Lavelle is a good priest, and generally a decent, if flawed, man. He goes about this work patiently, for the most part. At one point he is accused of being judgmental; he retorts that yes, he is, but he tries not to be. Against the weight of such general disdain, and in the knowledge that any of these men that he encounters could be the one who plans to kill him, to strive to be good nonetheless is noble in itself.
It is hard to miss the biblical connotations both of the film's title, Calvary — named for the site of Christ's crucifixion — and of the threat levelled against Lavelle. This 'good priest' is a Christ figure, innocent, but marked for death as a scapegoat for the guilty. Unsurprisingly he has forgiveness on his mind. But often forgiveness is not something to be given or received lightly.
The sexual abuse crisis that brought disgrace upon the Irish Church hangs over all of these proceedings. The killer's reason for wanting to inflict violence is that he was, as a child, a victim of abuse that went unpunished. Lavelle is liked but not respected by his parishioners, despite the centrality of the Church to the life of their community.
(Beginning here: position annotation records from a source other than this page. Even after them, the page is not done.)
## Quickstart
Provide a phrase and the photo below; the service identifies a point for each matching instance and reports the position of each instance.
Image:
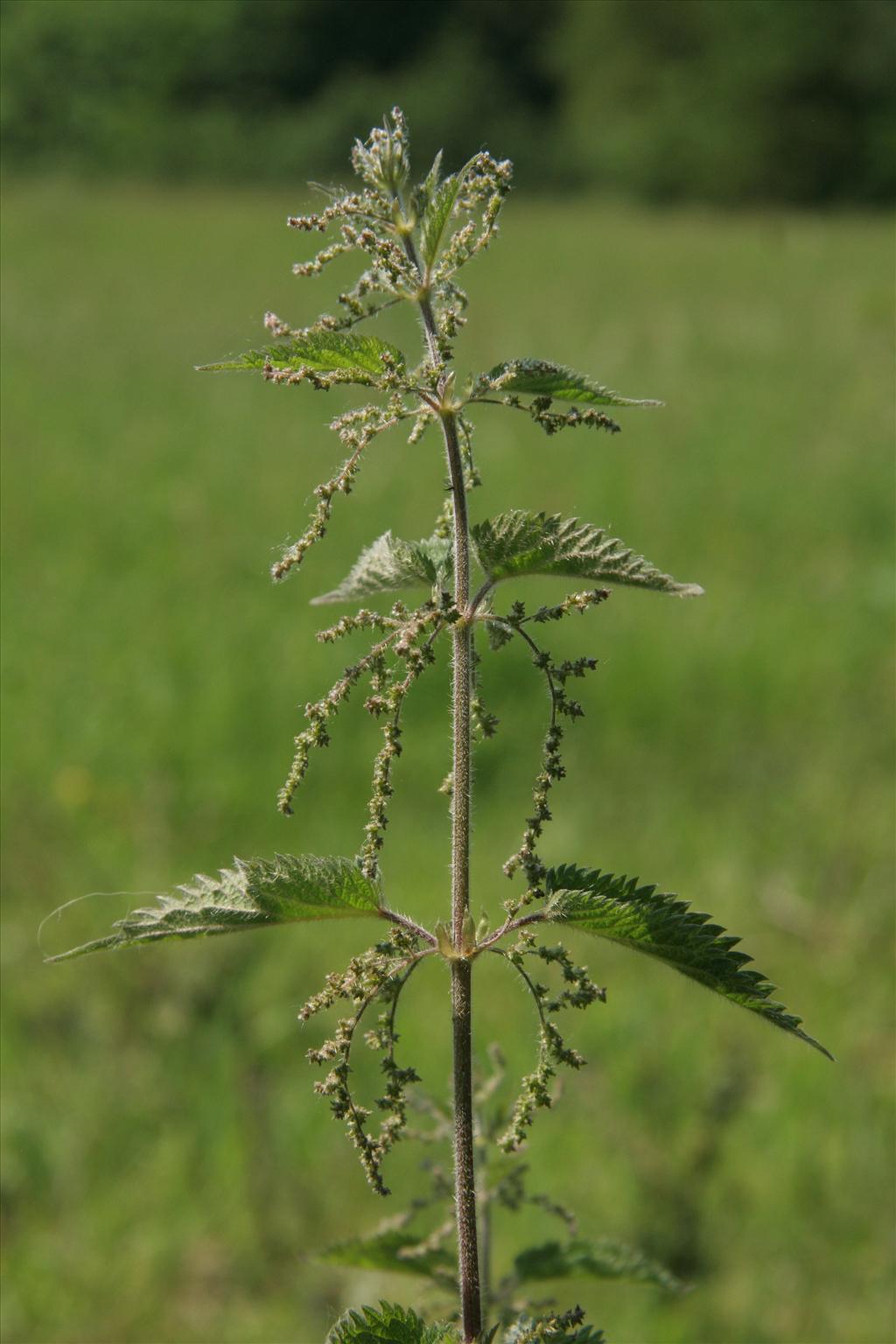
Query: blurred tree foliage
(728, 101)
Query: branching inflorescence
(413, 242)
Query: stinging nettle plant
(414, 241)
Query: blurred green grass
(167, 1170)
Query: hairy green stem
(461, 790)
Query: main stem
(461, 789)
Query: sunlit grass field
(168, 1173)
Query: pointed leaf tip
(517, 543)
(254, 892)
(542, 378)
(389, 564)
(664, 927)
(339, 355)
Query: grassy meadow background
(168, 1173)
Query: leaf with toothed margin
(251, 894)
(602, 1258)
(389, 564)
(540, 378)
(519, 543)
(352, 359)
(665, 928)
(388, 1324)
(438, 211)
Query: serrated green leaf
(394, 1251)
(540, 378)
(254, 892)
(519, 543)
(388, 1324)
(356, 359)
(602, 1258)
(389, 564)
(437, 214)
(665, 928)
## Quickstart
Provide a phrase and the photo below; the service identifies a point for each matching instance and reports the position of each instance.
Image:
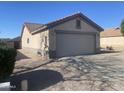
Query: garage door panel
(74, 44)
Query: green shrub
(7, 61)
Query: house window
(28, 40)
(78, 24)
(45, 39)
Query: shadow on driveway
(37, 80)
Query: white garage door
(74, 44)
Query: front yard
(89, 72)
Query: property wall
(71, 26)
(36, 41)
(112, 41)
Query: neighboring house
(69, 36)
(111, 37)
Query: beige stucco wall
(36, 41)
(112, 41)
(33, 40)
(71, 26)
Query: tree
(122, 27)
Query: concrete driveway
(102, 72)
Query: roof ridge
(63, 17)
(32, 23)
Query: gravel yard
(104, 72)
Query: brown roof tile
(112, 32)
(33, 26)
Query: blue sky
(14, 14)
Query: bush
(7, 61)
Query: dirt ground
(104, 72)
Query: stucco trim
(74, 32)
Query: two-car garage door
(74, 44)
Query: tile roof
(35, 28)
(112, 32)
(16, 38)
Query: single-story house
(69, 36)
(111, 37)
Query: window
(28, 40)
(78, 24)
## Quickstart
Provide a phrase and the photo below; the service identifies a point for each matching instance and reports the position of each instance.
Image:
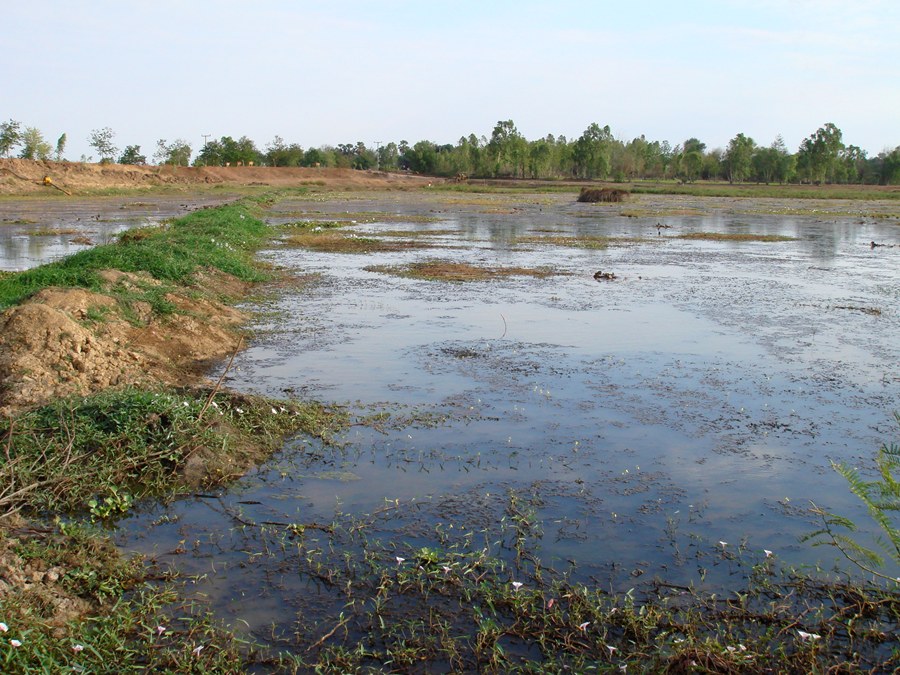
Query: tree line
(823, 157)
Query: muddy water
(37, 231)
(697, 399)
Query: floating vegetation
(734, 236)
(336, 242)
(443, 270)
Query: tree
(132, 155)
(738, 158)
(176, 153)
(102, 141)
(60, 147)
(10, 137)
(819, 153)
(592, 152)
(33, 145)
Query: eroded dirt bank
(74, 341)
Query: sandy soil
(25, 177)
(51, 347)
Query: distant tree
(889, 167)
(591, 152)
(693, 145)
(176, 153)
(315, 157)
(388, 156)
(818, 154)
(690, 166)
(102, 141)
(33, 145)
(738, 158)
(60, 147)
(10, 137)
(279, 154)
(132, 155)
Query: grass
(97, 455)
(443, 270)
(734, 236)
(222, 238)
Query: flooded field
(619, 395)
(37, 231)
(672, 422)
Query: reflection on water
(34, 232)
(697, 399)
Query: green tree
(738, 158)
(591, 152)
(507, 149)
(33, 145)
(10, 136)
(102, 141)
(60, 147)
(819, 154)
(176, 153)
(132, 155)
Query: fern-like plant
(882, 499)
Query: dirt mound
(72, 341)
(21, 176)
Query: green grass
(98, 455)
(223, 238)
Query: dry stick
(221, 379)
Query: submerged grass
(443, 270)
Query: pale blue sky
(342, 71)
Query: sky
(342, 71)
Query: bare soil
(26, 177)
(72, 341)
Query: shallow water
(697, 399)
(37, 231)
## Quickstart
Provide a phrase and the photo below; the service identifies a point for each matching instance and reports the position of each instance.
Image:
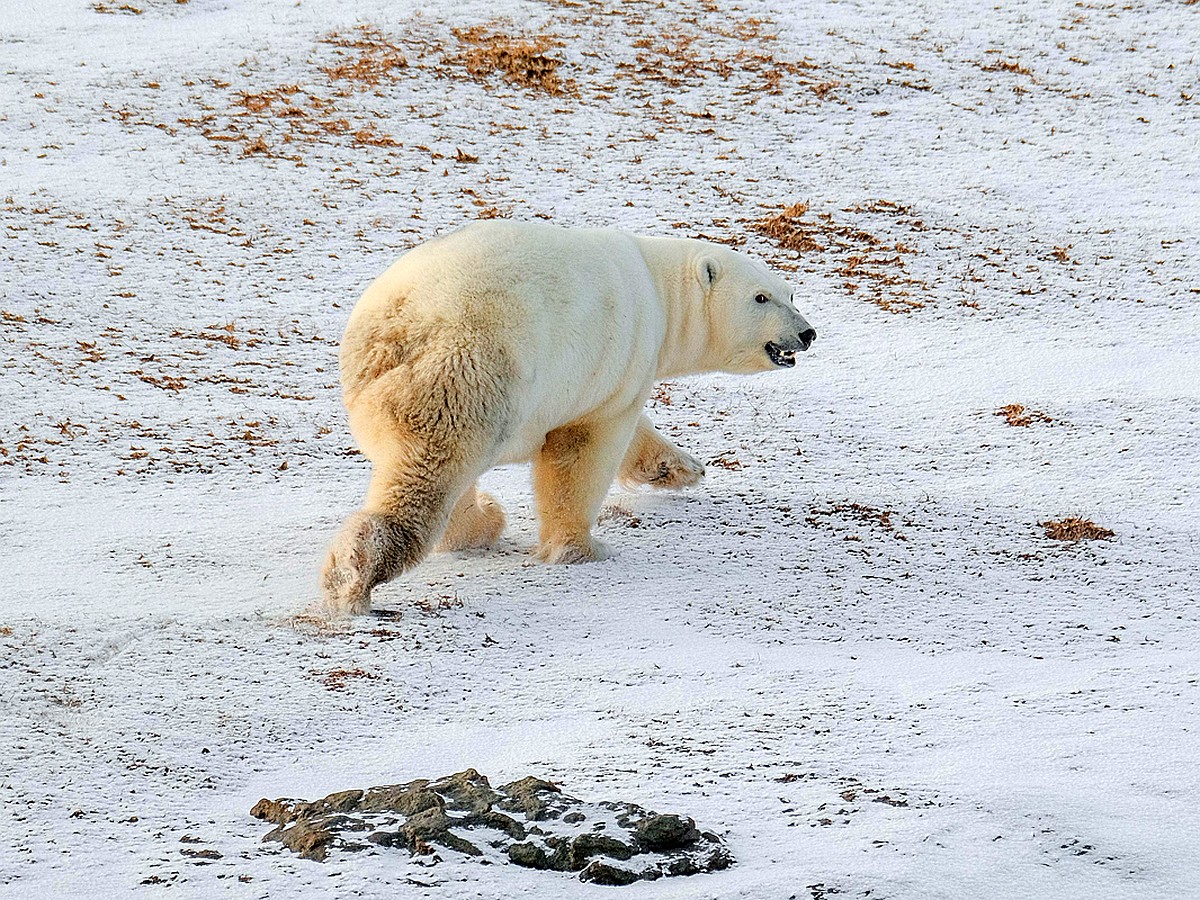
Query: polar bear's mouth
(785, 359)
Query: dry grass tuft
(870, 268)
(835, 516)
(522, 61)
(1075, 529)
(336, 678)
(1021, 417)
(377, 58)
(790, 231)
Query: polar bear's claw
(347, 576)
(669, 469)
(570, 553)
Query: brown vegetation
(1020, 417)
(522, 61)
(870, 268)
(1075, 529)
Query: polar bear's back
(576, 312)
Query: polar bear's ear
(708, 270)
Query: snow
(762, 653)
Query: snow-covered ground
(851, 652)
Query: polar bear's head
(753, 323)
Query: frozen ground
(851, 652)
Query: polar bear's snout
(783, 352)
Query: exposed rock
(531, 823)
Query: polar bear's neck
(687, 347)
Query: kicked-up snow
(853, 652)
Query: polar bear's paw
(666, 468)
(589, 551)
(347, 576)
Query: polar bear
(517, 342)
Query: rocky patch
(528, 822)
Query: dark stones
(661, 833)
(531, 823)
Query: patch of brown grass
(521, 61)
(1075, 529)
(336, 678)
(1021, 417)
(377, 59)
(1006, 66)
(870, 268)
(880, 520)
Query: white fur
(511, 342)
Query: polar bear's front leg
(653, 460)
(571, 474)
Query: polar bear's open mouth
(780, 357)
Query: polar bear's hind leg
(427, 444)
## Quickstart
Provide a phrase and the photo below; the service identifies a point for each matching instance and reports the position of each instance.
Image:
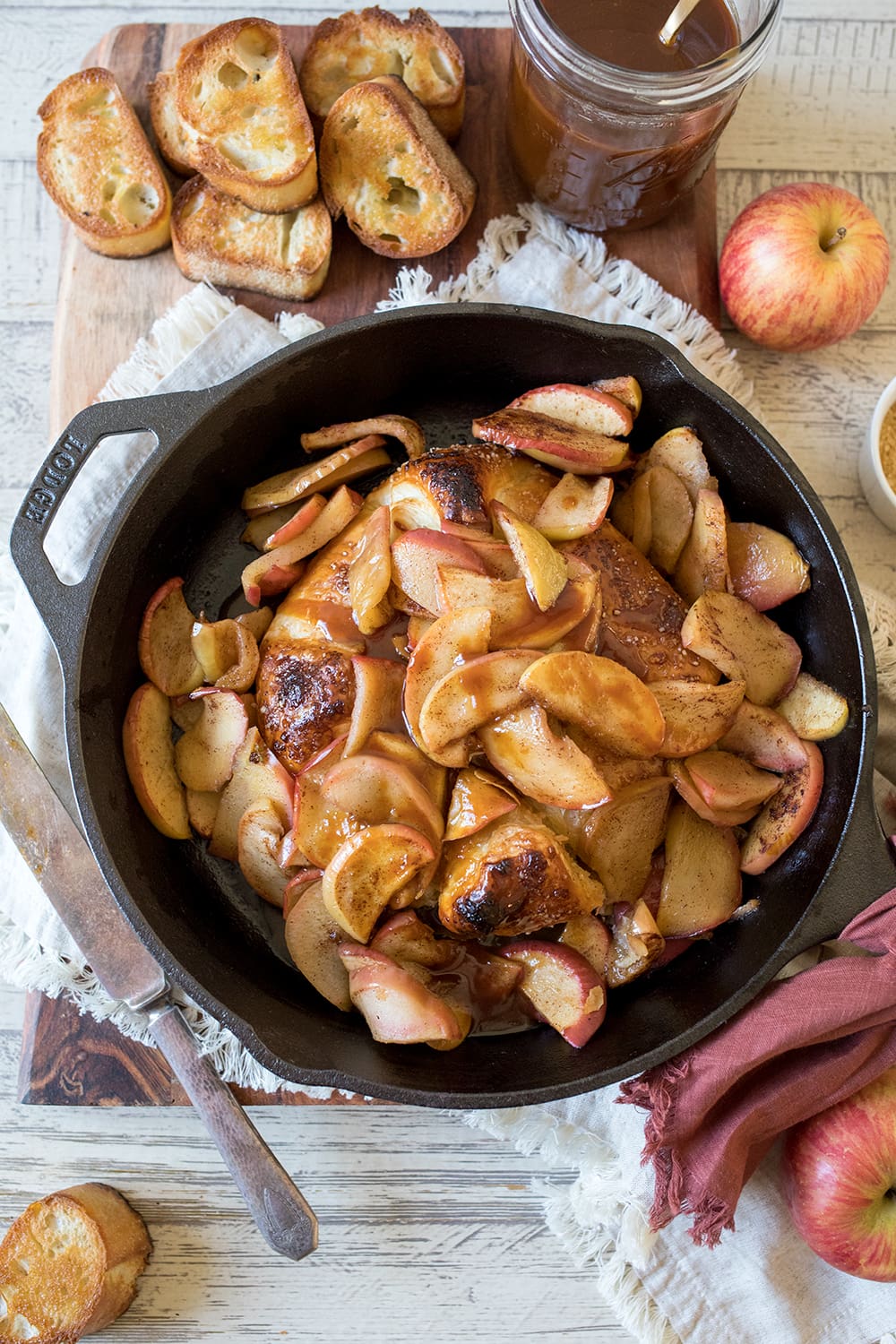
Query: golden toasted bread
(386, 167)
(217, 238)
(70, 1263)
(236, 90)
(362, 46)
(96, 161)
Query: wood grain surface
(107, 306)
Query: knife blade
(65, 867)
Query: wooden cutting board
(107, 306)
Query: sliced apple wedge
(379, 685)
(258, 779)
(702, 876)
(271, 573)
(370, 574)
(204, 754)
(368, 870)
(727, 782)
(563, 988)
(477, 798)
(743, 644)
(583, 408)
(417, 558)
(378, 792)
(573, 508)
(786, 816)
(290, 487)
(543, 569)
(814, 710)
(538, 762)
(150, 757)
(764, 738)
(312, 940)
(681, 452)
(164, 642)
(258, 840)
(766, 567)
(551, 441)
(470, 695)
(406, 430)
(398, 1008)
(614, 707)
(702, 566)
(696, 714)
(455, 636)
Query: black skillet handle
(64, 607)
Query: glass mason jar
(605, 147)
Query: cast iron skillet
(440, 365)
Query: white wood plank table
(426, 1226)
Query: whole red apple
(840, 1182)
(804, 266)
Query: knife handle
(284, 1219)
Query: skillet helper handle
(281, 1214)
(62, 605)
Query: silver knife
(62, 862)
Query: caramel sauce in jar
(606, 126)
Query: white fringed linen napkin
(761, 1284)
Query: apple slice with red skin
(314, 940)
(477, 798)
(547, 440)
(743, 644)
(164, 644)
(417, 558)
(583, 408)
(766, 567)
(471, 695)
(543, 569)
(376, 792)
(764, 738)
(727, 782)
(289, 487)
(368, 871)
(839, 1171)
(702, 876)
(258, 841)
(454, 637)
(563, 988)
(573, 508)
(692, 796)
(814, 710)
(370, 574)
(696, 715)
(397, 1005)
(204, 754)
(258, 777)
(786, 814)
(614, 707)
(702, 566)
(271, 573)
(538, 763)
(150, 757)
(379, 685)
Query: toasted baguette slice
(96, 161)
(217, 238)
(386, 167)
(237, 90)
(360, 46)
(70, 1263)
(175, 139)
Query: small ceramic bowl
(879, 492)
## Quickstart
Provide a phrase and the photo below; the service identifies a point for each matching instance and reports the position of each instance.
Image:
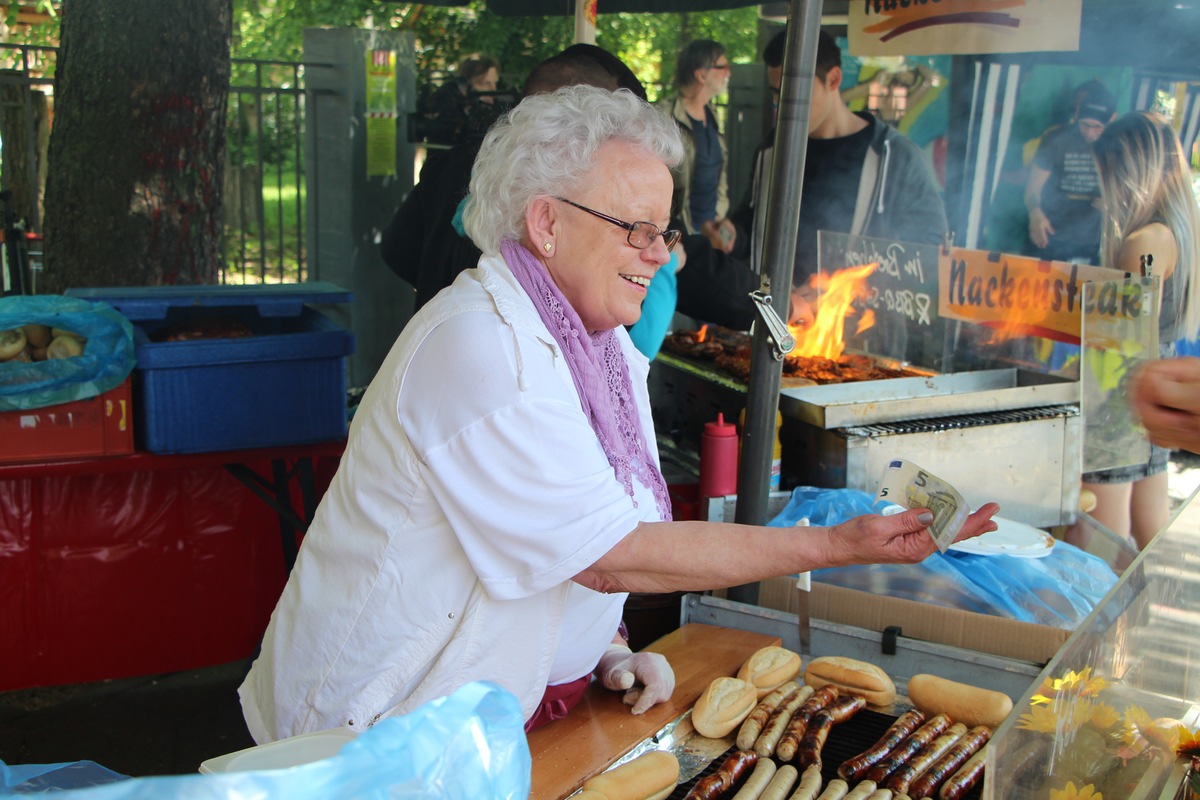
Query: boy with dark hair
(861, 176)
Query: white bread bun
(646, 777)
(769, 668)
(853, 675)
(963, 703)
(723, 707)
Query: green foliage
(648, 43)
(42, 34)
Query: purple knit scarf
(600, 374)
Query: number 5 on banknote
(912, 487)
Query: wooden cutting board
(600, 729)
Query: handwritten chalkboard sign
(901, 293)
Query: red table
(139, 564)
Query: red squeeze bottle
(719, 458)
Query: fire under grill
(1011, 435)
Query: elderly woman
(501, 491)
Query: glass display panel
(1116, 713)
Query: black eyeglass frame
(670, 238)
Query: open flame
(840, 289)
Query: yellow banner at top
(1024, 296)
(963, 26)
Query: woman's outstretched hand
(898, 539)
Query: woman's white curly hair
(546, 144)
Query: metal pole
(779, 257)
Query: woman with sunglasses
(501, 489)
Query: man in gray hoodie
(861, 176)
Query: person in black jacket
(423, 246)
(861, 176)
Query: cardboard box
(967, 630)
(97, 426)
(283, 384)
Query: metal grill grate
(966, 421)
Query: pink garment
(600, 374)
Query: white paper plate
(299, 750)
(1011, 539)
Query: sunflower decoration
(1079, 684)
(1189, 744)
(1056, 717)
(1071, 793)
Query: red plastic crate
(99, 426)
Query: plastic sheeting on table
(471, 744)
(1059, 590)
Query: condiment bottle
(719, 458)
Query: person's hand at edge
(1041, 228)
(898, 539)
(646, 677)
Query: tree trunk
(133, 192)
(24, 122)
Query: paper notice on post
(910, 486)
Amid the ruins left by the crisis he carries little moral authority.
Calvary is a cerebral film about this emotional but also deeply moral issue. It suffers for it. The characters are virtual 'types' or, at best, sketches, who exist to provide a perspective on a raft of issues (mortality, sexuality, wealth) that are canvassed within the context of the post-abuse crisis. It is a tragic reflection on the diminished authority of the Church in conversations about these issues.
But structurally it is a mess, and its ability to engage the head but not the heart is alienating. It is not helped in this regard by an overbearing score that seems to have been tasked with doing all of the emotional heavy lifting that the script neglects. If it seeks to give voice to victims, affirm their feelings of injustice or offer them catharsis, its cold detachment from a sense of basic humanity undermines this goal.
It is rescued in large part by a tour-de-force performance by Gleeson as Lavelle, who is warm and complex and refreshingly lacking in moral certitude. What's more he is a man who has wept for the death of a pet but not, by his own admission, for the victims of abuse. While he is a good man, a good priest, and not himself an abuser, in his silence and disinterest he is still a part of the problem. A truth he may learn too late.